Neither petitioners nor the Industrial Relations Commission cite any authority for the proposition that the issues are framed as of the time of hearing. Rule 5 of the Florida Workmen’s Compensation Rules of Procedure provides:
“Claims for compensation shall be filed with the Bureau [of Workmen’s Compensation], and shall contain the name, social security number, and address of the employee, the name and address of the employer, and a statement of the time, place, nature, and cause of the injury or such fairly equivalent information as will put the Bureau and the employer on notice concerning the identity of the parties and the nature of the claim. . . .”
(Emphasis supplied)
The same filing requirement is contained in Section 440.19(l)(c), Florida Statutes (1975). Section 440.25(2), Florida Statutes (1975), requires the employer and any other interested parties to be notified of a claim. Such notice is required to be served either personally or by regular mail. Petitioners in their brief have not maintained that they failed to receive the statutorily required notice of the claim. Nor have petitioners alleged that they were without notice that respondent’s claim prayed for reimbursement of medical expenses. Their argument is merely that since respondent did not specifically renew his claim for reimbursement before the Judge of Industrial Claims, they were denied due process notice. Petitioners have failed to persuade us that due process notice sets so high a standard.
Petitioners cite us to Haygood Floors, Inc. v. Catherine O. Nichols, IRC Order 2-2887 (1975), and argue that it is controlling. Without passing on the merits of that decision, we find that it is not on all fours factually. In that case, a claim was filed and an order was issued by the Judge of Industrial Claims. Subsequently claimant filed another claim and the Judge issued a modified order.
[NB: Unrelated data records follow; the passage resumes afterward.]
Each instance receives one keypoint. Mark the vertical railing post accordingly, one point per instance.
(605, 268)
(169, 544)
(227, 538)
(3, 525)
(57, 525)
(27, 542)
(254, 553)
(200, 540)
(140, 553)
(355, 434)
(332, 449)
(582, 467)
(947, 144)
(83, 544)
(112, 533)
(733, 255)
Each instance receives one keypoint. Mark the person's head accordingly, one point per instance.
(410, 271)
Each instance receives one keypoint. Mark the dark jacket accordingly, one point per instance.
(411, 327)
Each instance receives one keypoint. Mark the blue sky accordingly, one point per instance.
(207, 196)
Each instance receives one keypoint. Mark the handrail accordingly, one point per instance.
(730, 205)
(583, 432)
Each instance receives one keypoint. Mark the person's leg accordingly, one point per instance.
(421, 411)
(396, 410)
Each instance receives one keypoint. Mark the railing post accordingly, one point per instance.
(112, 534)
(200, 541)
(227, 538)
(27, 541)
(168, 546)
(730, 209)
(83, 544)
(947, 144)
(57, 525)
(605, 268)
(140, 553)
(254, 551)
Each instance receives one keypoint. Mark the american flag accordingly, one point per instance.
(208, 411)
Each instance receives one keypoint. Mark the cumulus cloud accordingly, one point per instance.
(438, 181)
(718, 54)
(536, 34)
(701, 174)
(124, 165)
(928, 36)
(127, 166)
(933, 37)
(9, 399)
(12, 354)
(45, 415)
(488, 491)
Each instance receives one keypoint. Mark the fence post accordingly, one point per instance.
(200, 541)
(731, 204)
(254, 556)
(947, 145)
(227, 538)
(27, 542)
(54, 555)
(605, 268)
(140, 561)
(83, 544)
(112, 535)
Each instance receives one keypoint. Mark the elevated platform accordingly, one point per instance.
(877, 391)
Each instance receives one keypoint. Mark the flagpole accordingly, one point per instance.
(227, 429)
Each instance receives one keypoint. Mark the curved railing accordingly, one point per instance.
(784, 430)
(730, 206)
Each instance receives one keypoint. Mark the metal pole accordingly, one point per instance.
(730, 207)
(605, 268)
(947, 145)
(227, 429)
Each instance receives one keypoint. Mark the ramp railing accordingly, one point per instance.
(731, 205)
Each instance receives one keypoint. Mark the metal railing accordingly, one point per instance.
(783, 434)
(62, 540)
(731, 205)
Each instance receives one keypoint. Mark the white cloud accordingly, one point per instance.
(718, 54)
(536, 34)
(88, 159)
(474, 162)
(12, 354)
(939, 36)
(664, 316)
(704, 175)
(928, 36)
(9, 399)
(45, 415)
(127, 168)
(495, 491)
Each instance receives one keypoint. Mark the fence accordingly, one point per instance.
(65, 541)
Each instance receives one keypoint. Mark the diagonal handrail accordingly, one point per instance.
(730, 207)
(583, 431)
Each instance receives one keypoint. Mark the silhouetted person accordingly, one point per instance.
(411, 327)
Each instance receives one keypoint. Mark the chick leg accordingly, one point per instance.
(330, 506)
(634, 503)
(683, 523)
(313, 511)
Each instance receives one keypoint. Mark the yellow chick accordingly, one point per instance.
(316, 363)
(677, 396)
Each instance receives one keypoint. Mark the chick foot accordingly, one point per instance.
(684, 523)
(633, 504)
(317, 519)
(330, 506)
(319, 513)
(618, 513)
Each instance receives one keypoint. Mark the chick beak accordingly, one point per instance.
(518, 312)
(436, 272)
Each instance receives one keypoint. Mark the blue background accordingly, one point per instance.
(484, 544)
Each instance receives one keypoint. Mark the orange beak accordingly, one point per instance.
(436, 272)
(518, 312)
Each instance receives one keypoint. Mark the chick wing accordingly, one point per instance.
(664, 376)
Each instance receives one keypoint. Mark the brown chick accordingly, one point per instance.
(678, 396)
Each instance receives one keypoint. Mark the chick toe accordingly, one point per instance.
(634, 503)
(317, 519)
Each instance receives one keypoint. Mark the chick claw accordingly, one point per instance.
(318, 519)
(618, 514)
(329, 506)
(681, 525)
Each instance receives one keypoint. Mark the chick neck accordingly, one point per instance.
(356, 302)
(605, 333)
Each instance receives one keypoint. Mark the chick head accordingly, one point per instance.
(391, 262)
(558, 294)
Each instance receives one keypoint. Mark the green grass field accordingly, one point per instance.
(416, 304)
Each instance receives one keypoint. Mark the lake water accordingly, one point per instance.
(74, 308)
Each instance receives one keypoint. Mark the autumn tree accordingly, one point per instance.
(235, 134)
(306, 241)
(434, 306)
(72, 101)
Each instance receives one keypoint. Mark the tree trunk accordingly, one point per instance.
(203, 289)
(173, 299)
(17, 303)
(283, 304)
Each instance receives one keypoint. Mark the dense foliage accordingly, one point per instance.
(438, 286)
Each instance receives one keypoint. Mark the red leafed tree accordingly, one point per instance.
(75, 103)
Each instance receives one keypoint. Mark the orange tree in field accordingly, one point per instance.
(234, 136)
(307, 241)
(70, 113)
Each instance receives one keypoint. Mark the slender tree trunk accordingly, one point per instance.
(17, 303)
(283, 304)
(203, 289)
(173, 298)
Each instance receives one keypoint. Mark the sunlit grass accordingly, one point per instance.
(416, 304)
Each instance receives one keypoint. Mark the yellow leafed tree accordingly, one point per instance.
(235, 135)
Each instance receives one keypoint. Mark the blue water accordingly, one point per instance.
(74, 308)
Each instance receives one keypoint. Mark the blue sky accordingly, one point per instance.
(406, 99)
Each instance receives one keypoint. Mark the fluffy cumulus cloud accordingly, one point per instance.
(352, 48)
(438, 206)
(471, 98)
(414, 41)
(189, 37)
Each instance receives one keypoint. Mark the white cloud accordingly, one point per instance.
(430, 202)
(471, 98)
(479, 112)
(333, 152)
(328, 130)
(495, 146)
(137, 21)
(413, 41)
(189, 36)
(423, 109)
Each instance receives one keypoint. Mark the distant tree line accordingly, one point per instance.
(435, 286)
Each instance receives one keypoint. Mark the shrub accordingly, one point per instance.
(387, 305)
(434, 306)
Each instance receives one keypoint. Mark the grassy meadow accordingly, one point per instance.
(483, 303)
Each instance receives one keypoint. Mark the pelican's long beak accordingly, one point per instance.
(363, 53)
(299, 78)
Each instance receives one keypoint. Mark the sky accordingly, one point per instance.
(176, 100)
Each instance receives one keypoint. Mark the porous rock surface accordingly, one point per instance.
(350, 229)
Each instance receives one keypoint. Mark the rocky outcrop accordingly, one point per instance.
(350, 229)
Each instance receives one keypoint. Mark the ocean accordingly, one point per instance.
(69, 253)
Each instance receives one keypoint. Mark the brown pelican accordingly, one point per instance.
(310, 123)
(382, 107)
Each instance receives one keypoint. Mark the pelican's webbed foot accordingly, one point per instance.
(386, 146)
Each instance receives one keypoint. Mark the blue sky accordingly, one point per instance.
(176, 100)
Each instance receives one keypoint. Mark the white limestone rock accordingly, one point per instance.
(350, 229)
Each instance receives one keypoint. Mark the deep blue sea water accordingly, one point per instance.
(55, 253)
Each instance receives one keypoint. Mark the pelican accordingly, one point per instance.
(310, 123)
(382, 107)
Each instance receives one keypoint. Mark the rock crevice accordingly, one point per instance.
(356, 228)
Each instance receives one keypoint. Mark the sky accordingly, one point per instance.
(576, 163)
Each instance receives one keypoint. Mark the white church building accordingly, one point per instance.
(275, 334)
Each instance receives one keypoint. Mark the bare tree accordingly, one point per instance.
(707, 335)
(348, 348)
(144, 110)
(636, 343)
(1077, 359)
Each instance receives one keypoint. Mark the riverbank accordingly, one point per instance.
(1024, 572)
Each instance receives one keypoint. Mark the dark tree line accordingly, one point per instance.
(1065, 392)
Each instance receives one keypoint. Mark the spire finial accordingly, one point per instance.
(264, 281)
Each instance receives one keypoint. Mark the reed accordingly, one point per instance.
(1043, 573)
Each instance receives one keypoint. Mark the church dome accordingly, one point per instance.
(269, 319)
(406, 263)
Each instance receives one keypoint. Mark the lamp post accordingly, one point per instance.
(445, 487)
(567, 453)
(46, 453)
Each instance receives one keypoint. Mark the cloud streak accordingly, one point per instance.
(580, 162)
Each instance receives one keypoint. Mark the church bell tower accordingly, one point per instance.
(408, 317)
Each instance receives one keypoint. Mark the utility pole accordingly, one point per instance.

The Industrial Relations Commission reversed on the grounds that there was a denial of due process since the *801claimant had not filed a petition for modification but merely a claim, and consequently appellants were not on notice that the proceeding was merely to be a hearing to modify the previous order rather than a hearing on a separate claim. In the cause sub judi-ce, petitioners do not argue that they were not noticed as to the nature of the hearing but rather that the issues were not properly framed.
In light of the above discussion and the wide discretion that is afforded the Judge of Industrial Claims in conducting workmen’s compensation hearings by Section 440.29, Florida Statutes (1975), we hold that due process notice requirements were adequately met by claimant’s request for reimbursement in the claim. Consequently, the order of the Industrial Relations Commission is reversed as to the award of reimbursed medical expenses.
The January 6, 1976, order of the Industrial Relations Commission also reversed and remanded the cause for a recom-putation of attorney’s fees. The sole reason given for reversal as to this point was its reversal as to the reimbursed medical expenses. Having determined that the reversal as to medical expenses was in error, we likewise hold that the reversal as to attorney’s fees was also in error.
The petition for writ of certiorari is denied, and the cross-petition for writ of cer-tiorari is granted with instructions to reinstate in its entirety the award of the Judge of Industrial Claims.
OVERTON, C. J., and ROBERTS, ADKINS and HATCHETT, JJ., concur.